Differential bone marrow homing capacity of VLA-4 and CD38 high expressing chronic lymphocytic leukemia cells.

BACKGROUND: VLA-4 and CD38 predict a poor clinical outcome in chronic lymphocytic leukemia (CLL). We used CLL samples with discordant VLA-4/CD38 risk to address their individual roles in human bone marrow infiltration (BM), CLL cell homing to murine BM, and in supportive CLL cell-stromal cell interactions. METHODS: VLA-4, CD38, and Ki-67 expression was measured in CLL cells from peripheral blood (PB) and bone marrow (BM) aspirates. CLL BM infiltration rates, routinely determined by Pathology, were correlated to VLA-4 and CD38 expression. Short-term homing capacity of CLL cells was evaluated by adoptive transfer experiments. CLL cell viability and adhesion in stromal cell co-culture was determined. RESULTS: About 20% of CLL samples in our cohort displayed discordant VLA-4 and CD38 risk, with either high VLA-4 and low CD38 risk or vice versa. Using particularly such samples, we observed that VLA-4, and not CD38, was responsible for recirculation of CLL cells to murine BM. Human BM infiltration was also significantly higher in patients with high VLA-4 risk but not high CD38 risk. However, both molecules acted as independent prognostic markers. While both VLA-4 and CD38 expression were increased in BM-derived CLL cells, and VLA-4+ and CD38+ subpopulations showed enriched Ki-67 expression, VLA-4 did not contribute to CLL cell protection by stromal cells in vitro.

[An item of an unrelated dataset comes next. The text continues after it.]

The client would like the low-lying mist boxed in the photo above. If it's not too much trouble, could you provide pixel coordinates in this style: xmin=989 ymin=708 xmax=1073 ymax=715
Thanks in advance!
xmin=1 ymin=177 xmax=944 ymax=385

CONCLUSIONS: Our data argue for a prominent role of VLA-4 but not CD38 expression in the homing of CLL cells to BM niches and in human BM infiltration, but only a limited role in their protection by stromal cells.

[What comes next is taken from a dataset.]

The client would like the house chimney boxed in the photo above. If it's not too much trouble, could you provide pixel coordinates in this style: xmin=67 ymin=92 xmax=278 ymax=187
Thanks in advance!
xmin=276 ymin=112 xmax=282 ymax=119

Modifying akt signaling in B-cell chronic lymphocytic leukemia cells.

Emerging evidence suggests that the survival of B-cell chronic lymphocytic leukemia (CLL) cells is dependent on microenvironmental influences such as antigenic stimulation and support by stromal cells. Akt, also known as protein kinase B, is a central component in prosurvival signaling downstream of these events. We investigated the role of Akt and its modulation by the protooncogene T-cell leukemia 1a (Tcl1a) in the survival pathways of primary CLL samples and CLL-derived prolymphocytic cell lines MEC-1 and MEC-2. Akt activation was increased by the protective presence of human bone marrow stromal cells and B-cell receptor mimicking signals but antagonized by direct Akt blockade with the novel specific inhibitor AiX, with preferential apoptosis induction in CLL cells with an unmutated immunoglobulin status, which predicts poor clinical outcome. In addition, we found a direct interaction of Akt with Tcl1a in an endogenous coimmunoprecipitation assay. Confirming the critical role of Tcl1a in modulating Akt signaling, Akt activation was enhanced by overexpressing Tcl1a in CLL. In contrast, decreasing Tcl1a levels by small interfering RNA reduced Akt activation in the fludarabine-insensitive CLL cell line MEC-2 and sensitized the malignant cells to fludarabine treatment. In summary, our data reveal a significant role for the Akt-Tcl1a axis in CLL survival and propose a further evaluation of this interplay for targeting chemoresistance phenomena.